Quindi divorzia da Alessandro Lante della Rovere e intraprende una serie di relazioni sentimentali. Nel 1982 sposa in seconde nozze il marchese Carlo Ripa di Meana.

Dalla fine degli anni settanta comincia ad apparire in televisione e prende parte con un piccolo ruolo al film Assassinio sul Tevere, con protagonista Tomas Milian.

Per un po’ di tempo fa da valletta a Maurizio Costanzo. In seguito partecipa come opinionista in trasmissioni in cui dibatte sui temi della natura, della tutela del paesaggio e della difesa degli animali.

E’ molto vicina a Bettino Craxi, che continuerà a frequentare anche durante la latitanza di questi a Hammamet.

Marina Ripa di Meana: libri, film, attivismo

Nella sua carriera ha scritto una decina di libri spesso a sfondo autobiografico, ma anche romanzi gialli e sentimentali, e ha diretto un film, il thriller Cattive ragazze (1992) con protagonista Eva Grimaldi.

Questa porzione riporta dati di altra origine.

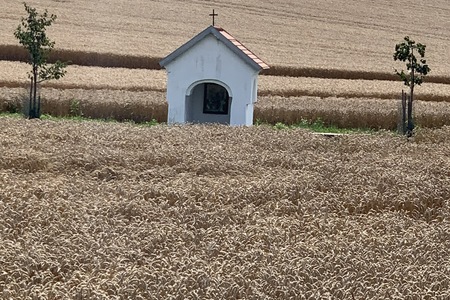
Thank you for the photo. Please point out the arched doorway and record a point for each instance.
(208, 102)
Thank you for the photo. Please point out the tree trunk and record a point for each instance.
(410, 103)
(33, 107)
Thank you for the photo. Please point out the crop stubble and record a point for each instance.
(94, 210)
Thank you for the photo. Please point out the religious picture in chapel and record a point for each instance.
(216, 99)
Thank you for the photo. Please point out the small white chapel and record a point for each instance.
(213, 78)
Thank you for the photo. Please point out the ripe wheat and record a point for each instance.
(95, 211)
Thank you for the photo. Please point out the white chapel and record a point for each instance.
(213, 78)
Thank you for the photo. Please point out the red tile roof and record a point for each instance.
(221, 34)
(241, 47)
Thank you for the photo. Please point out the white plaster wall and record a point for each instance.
(210, 59)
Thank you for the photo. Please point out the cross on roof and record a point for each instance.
(213, 15)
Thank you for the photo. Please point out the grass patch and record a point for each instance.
(317, 126)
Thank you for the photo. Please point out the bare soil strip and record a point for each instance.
(111, 60)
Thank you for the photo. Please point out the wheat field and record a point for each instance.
(343, 45)
(343, 35)
(92, 210)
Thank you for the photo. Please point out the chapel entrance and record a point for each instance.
(208, 102)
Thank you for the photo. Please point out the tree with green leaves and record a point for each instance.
(33, 37)
(416, 70)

Nel 1995 diviene Ambasciatrice in Italia dell’IFAW (International Fund for Animal Welfare – USA), per la quale realizza una campagna pubblicitaria completamente nuda, con una folta peluria sul pube e la scritta L’unica pelliccia che non mi vergogno di indossare.

Dagli anni Novanta in avanti prende parte a numerose campagne in difesa degli animali e contro l’uso delle pellicce, ma anche contro gli esperimenti nucleari francesi nell’atollo di Mururoa. 

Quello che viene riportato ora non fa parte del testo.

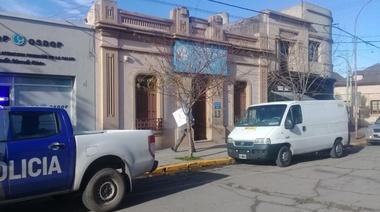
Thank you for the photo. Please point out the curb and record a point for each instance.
(188, 166)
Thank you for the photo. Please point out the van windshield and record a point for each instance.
(265, 115)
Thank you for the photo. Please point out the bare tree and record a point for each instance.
(298, 69)
(191, 71)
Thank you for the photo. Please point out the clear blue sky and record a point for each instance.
(344, 14)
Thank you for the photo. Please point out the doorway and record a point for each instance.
(199, 109)
(4, 95)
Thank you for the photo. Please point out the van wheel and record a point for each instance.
(105, 190)
(337, 150)
(284, 157)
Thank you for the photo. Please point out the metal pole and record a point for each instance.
(356, 106)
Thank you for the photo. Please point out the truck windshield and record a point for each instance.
(265, 115)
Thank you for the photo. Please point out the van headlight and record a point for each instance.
(230, 140)
(262, 141)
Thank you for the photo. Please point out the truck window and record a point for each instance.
(266, 115)
(28, 124)
(295, 114)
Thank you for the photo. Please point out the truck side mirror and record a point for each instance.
(289, 124)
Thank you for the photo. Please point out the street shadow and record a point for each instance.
(148, 189)
(314, 156)
(144, 189)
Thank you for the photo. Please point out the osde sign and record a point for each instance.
(20, 40)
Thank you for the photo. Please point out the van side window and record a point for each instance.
(28, 124)
(295, 114)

Nel 2009 partecipa come concorrente al reality show La fattoria ambientato in Brasile, dal quale si ritira poco dopo il suo inizio per motivi di salute. Nello stesso anno prende parte anche a una puntata della terza stagione della fiction I Cesaroni in cui interpreta se stessa. Nel 2015 esordisce in veste di attrice teatrale nello spettacolo Il Congresso degli Arguti.

Malata di cancro dal 2002, muore il 5 gennaio 2018 a Roma, all’età di 76 anni. Suo marito Carlo è morto, anche lui per un cancro, due mesi dopo.